Tuesday, February 20, 2007

I Feel Your Pain, Man

Miss Rejector,

What is the time frame for an agent to give a yay or nay for a ms they requested?

I met with an agent at a conference. She requested my full manuscript to be emailed to her, which I did. That was 6 weeks ago. I’m worried that the internet ate my email and she never got it. I don’t want to be an ass about it; I’m grateful she even wanted to see it. But should I contact her? Maybe send a note asking if she got it? Is 6 weeks too short a time?

You can contact her to see if she got it, but she probably has and probably hasn't read it. (Still, it's best to be on the safe side with email submissions) Six weeks, sadly, is not a long enough time for most agents to look at a full. Not that it takes them six weeks to read a novel, but they're not only reading the novel but actually considering taking this person on as a client, which is a major financial endeavor for them. They have to feel sure about it. That takes time.

Or at least, that's what I tell myself as I wait for a response from an agent on my full. I gave my mind four weeks to not get anxious, but man, this is getting brutal now that I'm into the second month.

Monday, February 19, 2007

In Which I Misemploy Fishing Analogies

I just stumbled across your blog and slunk through your latest posts and comments and I like what you said about what takes priority in a query letter: your story idea.

It seems like a lot of writers fuss about getting that query letter perfect (credits, how they found the agent, etc. all in the perfect place), when it seems to me that if you get the hook right, then you're going to get a call. You still shoot for perfection on your query letter, but 90% of your time should be in getting that hook dead on.

What do you think?

So it seems we're getting to the point in the blog where I'm getting repeat questions, at least partially. As to why you should try to get everything right in the query - spell the agent's name correctly, don't mention you're a first-time author with five previous rejected novels, don't try to be cute, don't hand-write it over five pages - that's just basic common sense. It's a job interview. Authors like to emphasize that the agents work for them, which is true, but the agent still gets to pick whom they work for, so it is in that sense like a job interview, with some of the elements reversed. And like a job interview, you want to look your best.

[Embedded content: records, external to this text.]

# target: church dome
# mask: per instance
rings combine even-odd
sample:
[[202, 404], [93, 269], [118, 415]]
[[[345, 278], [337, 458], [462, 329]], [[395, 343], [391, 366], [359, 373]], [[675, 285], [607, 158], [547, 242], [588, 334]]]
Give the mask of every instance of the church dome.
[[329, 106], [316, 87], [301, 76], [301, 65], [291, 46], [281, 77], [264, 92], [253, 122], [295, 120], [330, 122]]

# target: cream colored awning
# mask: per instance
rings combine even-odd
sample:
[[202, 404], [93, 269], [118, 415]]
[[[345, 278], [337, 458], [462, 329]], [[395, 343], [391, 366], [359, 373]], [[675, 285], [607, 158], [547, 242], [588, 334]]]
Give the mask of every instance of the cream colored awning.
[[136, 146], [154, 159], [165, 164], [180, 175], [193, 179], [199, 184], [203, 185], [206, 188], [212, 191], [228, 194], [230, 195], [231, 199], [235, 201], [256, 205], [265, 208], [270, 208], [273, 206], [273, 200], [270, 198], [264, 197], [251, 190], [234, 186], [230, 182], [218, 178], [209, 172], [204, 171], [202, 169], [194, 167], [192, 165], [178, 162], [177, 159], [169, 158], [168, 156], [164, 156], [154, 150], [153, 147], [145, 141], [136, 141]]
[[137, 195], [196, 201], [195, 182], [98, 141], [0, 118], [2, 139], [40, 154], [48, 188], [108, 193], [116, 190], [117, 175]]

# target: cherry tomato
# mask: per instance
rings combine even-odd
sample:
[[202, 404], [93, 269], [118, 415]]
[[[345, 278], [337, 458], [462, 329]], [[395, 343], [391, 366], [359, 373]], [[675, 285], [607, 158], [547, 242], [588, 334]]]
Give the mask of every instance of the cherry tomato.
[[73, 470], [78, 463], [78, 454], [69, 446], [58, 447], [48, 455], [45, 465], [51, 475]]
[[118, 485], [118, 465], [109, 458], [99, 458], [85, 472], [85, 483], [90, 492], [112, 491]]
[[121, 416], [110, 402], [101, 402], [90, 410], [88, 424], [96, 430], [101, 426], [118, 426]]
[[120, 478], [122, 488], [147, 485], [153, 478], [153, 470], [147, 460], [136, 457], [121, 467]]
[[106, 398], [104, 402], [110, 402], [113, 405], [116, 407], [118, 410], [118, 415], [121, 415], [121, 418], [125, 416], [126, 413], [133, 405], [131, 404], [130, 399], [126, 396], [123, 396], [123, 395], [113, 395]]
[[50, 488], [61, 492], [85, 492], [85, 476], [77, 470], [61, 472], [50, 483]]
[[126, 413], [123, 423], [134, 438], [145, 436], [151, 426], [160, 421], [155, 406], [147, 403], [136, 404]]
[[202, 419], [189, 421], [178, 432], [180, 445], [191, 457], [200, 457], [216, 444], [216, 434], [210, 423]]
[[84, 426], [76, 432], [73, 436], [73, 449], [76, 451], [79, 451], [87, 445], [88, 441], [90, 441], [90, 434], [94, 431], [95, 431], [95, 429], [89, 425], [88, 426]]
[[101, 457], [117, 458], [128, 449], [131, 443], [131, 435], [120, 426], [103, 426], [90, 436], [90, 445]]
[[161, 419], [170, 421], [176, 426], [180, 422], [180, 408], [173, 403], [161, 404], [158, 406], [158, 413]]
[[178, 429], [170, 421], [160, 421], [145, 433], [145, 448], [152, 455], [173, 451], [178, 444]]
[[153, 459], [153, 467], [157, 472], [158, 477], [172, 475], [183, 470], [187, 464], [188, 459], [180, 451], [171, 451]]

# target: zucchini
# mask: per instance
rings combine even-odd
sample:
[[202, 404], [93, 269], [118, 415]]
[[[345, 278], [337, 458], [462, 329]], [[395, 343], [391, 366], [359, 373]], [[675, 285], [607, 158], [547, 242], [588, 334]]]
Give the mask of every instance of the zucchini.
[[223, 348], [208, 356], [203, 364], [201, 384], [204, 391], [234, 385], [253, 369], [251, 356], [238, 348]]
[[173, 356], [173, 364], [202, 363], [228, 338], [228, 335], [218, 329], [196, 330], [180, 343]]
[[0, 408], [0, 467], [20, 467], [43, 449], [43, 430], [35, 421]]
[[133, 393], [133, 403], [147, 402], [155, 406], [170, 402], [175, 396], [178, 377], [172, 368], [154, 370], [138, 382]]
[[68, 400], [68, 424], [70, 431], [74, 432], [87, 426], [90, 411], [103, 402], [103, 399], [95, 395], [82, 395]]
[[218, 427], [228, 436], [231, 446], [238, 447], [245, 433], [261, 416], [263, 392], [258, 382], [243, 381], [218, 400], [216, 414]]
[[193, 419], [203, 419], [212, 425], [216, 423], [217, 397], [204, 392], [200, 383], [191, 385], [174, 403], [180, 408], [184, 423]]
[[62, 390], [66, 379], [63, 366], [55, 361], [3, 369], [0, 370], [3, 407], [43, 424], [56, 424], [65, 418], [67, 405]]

That said, it is all about the hook. This isn't entirely true - some credentials will float you into the maybe pile with only the barest summary of your new work - but it's not so much about having a great hook as having a bad one. A bad hook will sink you. Yes, I know hooks don't sink unless someone bites; it's a bad analogy, but my point stands: If your idea sucks, you will get nowhere, and all the fine-tuning in the world won't help that.